Is there a better way to do it?

Using the sign function is fine for AD, but is your f discontinuous? If so, then the DAE doesn’t necessarily have a smooth solution which would cause the solver to have issues. You would need to handle that with a continuous callback.

1 Like

Sorry to bother with this again! I have used a continuous callback to flip the sign of a new parameter, mysign, which then multiplies Pᵧ, however I get the following error after some time:

MethodError: no method matching setindex!(::Tuple{var"#3#6", Vector{Float64}, Vector{Float64}, Float64}, ::Float64, ::Int64)

This is the relevant part of the code:

# solve system of ODE
r0 = Vector(range(a₀, stop=b₀, length=nᵣ))
mysign = 1.0
params = (P, T, r0, mysign)
M = [1 0 0 0 0 0 0 0 0 0
     0 1 0 0 0 0 0 0 0 0
     0 0 1 0 0 0 0 0 0 0
     0 0 0 1 0 0 0 0 0 0
     0 0 0 0 1 0 0 0 0 0
     0 0 0 0 0 1 0 0 0 0
     0 0 0 0 0 0 1 0 0 0
     0 0 0 0 0 0 0 0 0 0
     0 0 0 0 0 0 0 0 1 0
     0 0 0 0 0 0 0 0 0 1]

function condition(u, t, integrator)
    u[1]
end
    
function affect!(integrator)
    integrator.p[4] = -integrator.p[4]
end    

cb = ContinuousCallback(condition, affect!)
    
f = ODEFunction(TwoPhaseFlow, mass_matrix = M)
problem = ODEProblem(f, [da₀; a₀; b₀; ρg₀; m₀; Tg₀; YբR₀; Pg₀; YբP₀; YբI₀], tspan, params)
integrator = init(problem, FBDF(autodiff=true), reltol=1e-6, maxiters=1e8, callback = cb)

tstart = tspan[1]
tstep = 0
       
function run_loop(tstep, T, tstart)
    while (tstart < tspan[2])
        tstep += 1
        T_solution = solve_Tsolid(T, (tstart, tstep, exo), P(tstart))
        R = T_solution[1]
        T = T_solution[2]
        integrator.p = params = (P, T, Vector(range(integrator.sol(tstart)[2], stop=integrator.sol(tstart)[3], length=nᵣ)), mysign)
        step!(integrator, dt, true)
        T_of_R = Interpolation(T, R)
        tstart += dt
    end
end
run_loop(0, T, tstart)

I’m not sure what the error message means in this regard.

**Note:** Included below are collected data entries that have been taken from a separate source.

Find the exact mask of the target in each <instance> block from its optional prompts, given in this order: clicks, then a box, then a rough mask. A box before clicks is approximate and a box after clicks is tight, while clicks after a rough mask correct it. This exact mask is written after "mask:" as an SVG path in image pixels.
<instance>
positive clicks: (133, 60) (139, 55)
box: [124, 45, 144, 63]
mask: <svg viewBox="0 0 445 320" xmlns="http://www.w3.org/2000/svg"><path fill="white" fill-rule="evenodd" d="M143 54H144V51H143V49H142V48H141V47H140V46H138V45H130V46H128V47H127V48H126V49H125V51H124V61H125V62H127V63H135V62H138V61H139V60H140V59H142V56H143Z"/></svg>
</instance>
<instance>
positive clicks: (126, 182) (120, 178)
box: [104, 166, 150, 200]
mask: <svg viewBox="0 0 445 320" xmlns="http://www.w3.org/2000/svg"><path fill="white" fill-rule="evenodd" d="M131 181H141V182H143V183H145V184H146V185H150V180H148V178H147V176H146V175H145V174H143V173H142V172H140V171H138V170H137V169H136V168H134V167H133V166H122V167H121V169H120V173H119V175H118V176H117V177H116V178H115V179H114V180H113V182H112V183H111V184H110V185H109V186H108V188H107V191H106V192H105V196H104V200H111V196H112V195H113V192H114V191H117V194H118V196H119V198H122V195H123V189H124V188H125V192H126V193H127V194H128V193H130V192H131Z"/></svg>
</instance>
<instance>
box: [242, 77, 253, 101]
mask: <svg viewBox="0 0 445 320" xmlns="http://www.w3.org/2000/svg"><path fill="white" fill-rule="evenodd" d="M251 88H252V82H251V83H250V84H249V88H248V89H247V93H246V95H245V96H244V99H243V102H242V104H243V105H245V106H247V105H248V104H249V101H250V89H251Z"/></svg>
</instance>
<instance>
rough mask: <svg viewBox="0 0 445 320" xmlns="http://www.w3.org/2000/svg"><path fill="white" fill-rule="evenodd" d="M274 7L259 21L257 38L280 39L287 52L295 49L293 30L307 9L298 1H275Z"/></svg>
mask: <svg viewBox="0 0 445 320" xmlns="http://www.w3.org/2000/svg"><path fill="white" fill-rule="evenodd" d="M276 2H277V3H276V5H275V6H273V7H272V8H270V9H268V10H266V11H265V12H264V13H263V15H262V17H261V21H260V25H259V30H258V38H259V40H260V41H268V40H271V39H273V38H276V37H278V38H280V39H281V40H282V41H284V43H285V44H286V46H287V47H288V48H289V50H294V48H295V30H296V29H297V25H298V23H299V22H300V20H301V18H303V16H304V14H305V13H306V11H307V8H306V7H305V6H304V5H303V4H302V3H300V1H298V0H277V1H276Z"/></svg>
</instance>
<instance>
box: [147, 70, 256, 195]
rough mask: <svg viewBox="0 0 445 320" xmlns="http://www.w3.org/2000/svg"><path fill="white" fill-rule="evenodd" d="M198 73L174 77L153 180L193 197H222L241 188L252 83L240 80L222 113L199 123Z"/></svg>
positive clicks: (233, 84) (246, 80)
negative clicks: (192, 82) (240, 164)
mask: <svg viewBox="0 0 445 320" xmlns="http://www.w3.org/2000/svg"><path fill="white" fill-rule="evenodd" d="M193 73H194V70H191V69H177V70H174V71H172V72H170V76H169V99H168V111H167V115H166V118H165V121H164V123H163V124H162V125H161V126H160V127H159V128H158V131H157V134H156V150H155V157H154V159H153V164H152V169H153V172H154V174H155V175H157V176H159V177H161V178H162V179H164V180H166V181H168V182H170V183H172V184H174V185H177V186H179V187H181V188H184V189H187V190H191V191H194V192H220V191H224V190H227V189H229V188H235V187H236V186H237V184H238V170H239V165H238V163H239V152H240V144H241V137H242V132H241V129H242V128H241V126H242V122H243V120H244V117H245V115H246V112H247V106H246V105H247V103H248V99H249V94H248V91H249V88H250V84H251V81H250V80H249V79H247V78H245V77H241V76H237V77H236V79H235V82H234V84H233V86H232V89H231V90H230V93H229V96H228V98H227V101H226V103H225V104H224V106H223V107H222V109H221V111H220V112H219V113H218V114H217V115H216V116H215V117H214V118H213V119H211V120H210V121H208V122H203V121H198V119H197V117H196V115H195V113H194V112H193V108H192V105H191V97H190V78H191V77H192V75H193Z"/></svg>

Tuples are immutable. You can use Setfield.jl to work around this.

Thanks vettert!
Can you please elaborate on how to use it in my case?
I tried with:

function affect!(integrator)
    @set integrator.p[4] = -integrator.p[4]
end

but that resulted in an error.

Update:
Instead of using the sign(x) function, I used tanh(x), which effectively does the same, but does not introduce a discontinuity and has controlled steepness to simulate sign(x) as closely as needed (multiply the argument x with a suitably large number). Problem solved. No callbacks or mutation tricks needed.